Chapitre 3 : La Cérémonie - (2/2)
La cérémonie continua. Les prêtres entonnèrent une série de chants que l’assistance reprit avec eux. Cela dura plus d’un monsihon(1), pendant lequel Larein resta exposée sur l’autel. Enfin, le moment du sacrifice arriva. Un officiant apporta un coussin sur lequel reposait un long poignard. Le grand prêtre récita une prière en le prenant. Et il se tourna vers l’offrande. Le rythme lancinant des tambours reprit. Il embrassa la lame, puis il la leva au-dessus de la poitrine délicate. De peur, Larein se cambra, ce qui eut pour effet de dresser ses seins vers le ciel, comme si elle les offrait au sacrifice.
La lame s’abaissa, le sang gicla. Il éclaboussa les plus proches. Il coula dans la rigole pour se déverser dans une petite coupe. Un prêtre la saisit, il la tendit au prêtre qui en but une gorgée.

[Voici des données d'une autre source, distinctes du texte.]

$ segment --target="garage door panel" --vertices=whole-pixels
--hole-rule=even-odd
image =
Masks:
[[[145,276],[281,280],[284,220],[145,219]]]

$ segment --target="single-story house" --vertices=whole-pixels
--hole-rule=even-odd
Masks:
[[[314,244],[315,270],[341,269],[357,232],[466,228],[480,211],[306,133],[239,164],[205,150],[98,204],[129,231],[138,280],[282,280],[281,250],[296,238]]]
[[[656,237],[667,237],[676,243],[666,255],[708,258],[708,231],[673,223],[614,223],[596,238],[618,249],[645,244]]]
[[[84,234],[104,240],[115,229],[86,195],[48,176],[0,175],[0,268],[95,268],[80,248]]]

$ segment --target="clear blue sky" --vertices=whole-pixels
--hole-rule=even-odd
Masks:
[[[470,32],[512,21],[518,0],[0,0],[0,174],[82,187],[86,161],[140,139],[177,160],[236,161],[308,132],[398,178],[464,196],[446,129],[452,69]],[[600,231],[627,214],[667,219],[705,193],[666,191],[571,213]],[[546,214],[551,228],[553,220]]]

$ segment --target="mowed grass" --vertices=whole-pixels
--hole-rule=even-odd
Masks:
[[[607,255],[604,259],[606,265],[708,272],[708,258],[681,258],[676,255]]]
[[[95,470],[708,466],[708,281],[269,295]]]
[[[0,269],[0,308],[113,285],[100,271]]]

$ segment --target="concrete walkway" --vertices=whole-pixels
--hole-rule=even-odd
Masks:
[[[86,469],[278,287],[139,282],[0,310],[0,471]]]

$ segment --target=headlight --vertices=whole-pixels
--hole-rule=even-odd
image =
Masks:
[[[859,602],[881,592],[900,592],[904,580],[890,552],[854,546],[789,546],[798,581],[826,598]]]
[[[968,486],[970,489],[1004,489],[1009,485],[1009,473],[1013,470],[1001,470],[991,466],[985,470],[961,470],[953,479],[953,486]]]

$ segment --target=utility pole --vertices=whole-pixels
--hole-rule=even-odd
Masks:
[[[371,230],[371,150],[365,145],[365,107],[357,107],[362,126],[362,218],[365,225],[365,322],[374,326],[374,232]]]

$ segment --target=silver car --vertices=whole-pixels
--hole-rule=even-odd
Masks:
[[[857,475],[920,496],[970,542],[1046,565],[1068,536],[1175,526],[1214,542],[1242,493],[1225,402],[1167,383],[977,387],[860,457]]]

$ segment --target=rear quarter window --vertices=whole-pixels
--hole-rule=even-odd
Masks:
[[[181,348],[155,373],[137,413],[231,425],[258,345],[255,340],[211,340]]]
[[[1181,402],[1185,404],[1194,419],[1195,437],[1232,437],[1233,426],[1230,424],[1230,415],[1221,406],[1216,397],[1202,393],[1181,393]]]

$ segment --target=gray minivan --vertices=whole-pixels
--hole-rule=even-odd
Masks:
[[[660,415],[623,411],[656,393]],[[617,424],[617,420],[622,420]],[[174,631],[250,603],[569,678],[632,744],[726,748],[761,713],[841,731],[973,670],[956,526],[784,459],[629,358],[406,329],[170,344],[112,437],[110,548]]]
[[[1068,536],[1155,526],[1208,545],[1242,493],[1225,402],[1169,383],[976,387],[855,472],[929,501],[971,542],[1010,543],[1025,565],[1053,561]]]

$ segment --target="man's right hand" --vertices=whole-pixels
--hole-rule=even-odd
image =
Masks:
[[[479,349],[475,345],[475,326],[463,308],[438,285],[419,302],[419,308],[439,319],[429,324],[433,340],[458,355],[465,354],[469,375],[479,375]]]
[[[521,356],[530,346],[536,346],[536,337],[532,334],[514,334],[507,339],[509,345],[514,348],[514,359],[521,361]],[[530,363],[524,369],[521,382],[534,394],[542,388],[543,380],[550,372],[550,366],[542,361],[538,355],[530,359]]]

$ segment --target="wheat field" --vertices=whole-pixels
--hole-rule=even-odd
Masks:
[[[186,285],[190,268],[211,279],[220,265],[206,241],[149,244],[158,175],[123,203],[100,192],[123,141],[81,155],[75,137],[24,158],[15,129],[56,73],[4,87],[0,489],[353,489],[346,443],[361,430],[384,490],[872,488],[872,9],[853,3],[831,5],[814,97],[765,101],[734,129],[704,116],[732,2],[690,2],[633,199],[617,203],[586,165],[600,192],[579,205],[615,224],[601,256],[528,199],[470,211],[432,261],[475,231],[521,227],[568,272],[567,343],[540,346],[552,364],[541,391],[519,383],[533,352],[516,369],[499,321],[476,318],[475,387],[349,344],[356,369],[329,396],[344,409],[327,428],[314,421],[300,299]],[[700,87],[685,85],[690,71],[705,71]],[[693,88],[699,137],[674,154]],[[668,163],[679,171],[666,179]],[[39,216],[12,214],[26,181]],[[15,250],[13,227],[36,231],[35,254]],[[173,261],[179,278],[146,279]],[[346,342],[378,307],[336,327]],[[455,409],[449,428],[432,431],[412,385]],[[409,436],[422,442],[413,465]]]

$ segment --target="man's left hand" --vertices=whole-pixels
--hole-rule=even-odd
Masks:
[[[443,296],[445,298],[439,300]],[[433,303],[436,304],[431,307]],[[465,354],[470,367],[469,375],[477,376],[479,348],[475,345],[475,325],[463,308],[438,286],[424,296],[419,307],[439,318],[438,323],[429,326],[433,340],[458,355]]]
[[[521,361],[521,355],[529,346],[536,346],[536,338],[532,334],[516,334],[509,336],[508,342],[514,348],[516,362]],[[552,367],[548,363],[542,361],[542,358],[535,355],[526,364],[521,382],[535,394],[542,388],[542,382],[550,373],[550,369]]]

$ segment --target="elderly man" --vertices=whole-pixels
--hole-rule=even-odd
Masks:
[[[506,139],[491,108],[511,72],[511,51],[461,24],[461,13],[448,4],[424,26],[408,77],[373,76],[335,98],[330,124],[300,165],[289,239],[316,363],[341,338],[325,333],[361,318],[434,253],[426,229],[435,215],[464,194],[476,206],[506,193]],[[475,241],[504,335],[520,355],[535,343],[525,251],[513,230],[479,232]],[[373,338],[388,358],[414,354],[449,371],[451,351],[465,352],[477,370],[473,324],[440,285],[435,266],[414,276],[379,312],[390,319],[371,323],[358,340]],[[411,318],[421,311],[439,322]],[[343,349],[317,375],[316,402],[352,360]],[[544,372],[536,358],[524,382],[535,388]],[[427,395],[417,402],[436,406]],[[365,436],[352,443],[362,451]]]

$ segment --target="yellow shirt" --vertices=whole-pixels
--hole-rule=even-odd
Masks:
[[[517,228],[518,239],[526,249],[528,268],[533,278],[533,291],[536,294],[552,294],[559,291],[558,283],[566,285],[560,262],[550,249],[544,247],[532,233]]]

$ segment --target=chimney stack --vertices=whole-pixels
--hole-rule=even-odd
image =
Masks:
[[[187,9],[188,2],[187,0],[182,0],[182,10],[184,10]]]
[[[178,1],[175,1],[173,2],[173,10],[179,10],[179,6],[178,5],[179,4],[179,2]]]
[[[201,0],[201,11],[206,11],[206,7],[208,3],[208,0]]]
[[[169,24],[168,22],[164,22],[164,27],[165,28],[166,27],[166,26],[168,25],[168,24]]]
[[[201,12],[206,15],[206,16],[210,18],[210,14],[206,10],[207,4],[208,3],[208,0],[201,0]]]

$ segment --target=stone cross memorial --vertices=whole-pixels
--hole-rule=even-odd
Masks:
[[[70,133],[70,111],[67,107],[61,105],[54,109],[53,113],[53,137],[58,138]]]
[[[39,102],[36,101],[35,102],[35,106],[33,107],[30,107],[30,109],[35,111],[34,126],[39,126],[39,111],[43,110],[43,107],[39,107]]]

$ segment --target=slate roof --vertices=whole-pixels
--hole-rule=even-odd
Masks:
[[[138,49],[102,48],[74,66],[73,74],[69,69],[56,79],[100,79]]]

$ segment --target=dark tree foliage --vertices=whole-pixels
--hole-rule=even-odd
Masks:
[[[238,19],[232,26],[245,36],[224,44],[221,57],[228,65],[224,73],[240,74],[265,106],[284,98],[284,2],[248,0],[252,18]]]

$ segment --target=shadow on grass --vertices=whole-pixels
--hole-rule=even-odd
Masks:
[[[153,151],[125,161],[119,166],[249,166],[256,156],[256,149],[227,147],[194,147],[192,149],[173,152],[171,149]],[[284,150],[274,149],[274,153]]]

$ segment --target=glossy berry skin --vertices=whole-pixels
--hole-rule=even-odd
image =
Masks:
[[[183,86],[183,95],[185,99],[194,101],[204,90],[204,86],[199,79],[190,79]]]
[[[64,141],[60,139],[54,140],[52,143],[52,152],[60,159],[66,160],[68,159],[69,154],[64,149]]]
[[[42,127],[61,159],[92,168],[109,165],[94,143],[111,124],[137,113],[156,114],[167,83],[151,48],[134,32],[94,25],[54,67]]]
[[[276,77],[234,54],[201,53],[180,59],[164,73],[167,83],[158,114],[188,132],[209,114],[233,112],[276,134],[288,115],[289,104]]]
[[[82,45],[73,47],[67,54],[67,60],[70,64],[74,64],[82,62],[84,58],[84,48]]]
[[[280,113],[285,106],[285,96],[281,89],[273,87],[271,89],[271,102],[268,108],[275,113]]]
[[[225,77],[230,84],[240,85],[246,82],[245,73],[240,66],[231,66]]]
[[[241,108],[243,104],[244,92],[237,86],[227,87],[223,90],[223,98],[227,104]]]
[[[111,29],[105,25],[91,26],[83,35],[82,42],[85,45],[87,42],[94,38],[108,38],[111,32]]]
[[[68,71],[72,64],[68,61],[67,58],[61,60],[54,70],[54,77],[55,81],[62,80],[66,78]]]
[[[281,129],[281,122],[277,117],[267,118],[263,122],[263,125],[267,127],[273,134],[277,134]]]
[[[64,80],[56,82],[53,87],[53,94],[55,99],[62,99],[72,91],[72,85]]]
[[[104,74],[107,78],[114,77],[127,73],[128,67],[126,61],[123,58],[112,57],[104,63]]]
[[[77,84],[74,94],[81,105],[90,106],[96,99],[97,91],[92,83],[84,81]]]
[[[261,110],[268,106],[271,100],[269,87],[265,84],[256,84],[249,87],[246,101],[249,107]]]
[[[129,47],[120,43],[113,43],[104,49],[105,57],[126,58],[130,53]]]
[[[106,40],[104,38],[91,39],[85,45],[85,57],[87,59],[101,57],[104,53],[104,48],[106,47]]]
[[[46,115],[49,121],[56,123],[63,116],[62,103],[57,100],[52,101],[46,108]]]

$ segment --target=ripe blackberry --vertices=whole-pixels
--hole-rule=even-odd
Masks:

Puis il passa devant tous ses frères à qui il la présenta. Quand ils en eurent tous consommé un peu, il parcourut l’assistance afin que tous ceux qui le désiraient pussent communier. Malgré la petite taille de la coupe, elle en contiendrait assez pour tout le monde.
Pendant qu’il circulait dans la foule, le grand prêtre continuait. Avec précision, il découpait la chair tendre de la jeune poitrine. Il plongea la main dans les entrailles et en retira le cœur encore palpitant. Il le brandit pour le faire admirer aux fidèles. Puis il le jeta dans une coupe. Il y saupoudra une substance noire. Une flamme jaillit de l’orifice pour le consumer. Il ferma la coupe d’un couvercle qu’il éleva au-dessus de lui. C’est à cet instant seulement que Larein s’arrêta de respirer. Sa tête bascula sur le côté. Son regard s’éteignit.
Soudain, Brun rejoignit le grand prêtre. Deirane était si concentrée sur ce qui arrivait à Larein qu’elle ne s’était pas rendu compte que le roi s’était éclipsé. Sous sa cape qu’il avait ôtée, il était torse nu, vêtu que d’un pantalon serré qui mettait en valeur la musculature de ses cuisses. Sur sa poitrine était suspendu le symbole de sa dignité, le gros soleil en or accroché à une chaîne en argent. Un symbole qu’il ne portait presque jamais tant il était lourd.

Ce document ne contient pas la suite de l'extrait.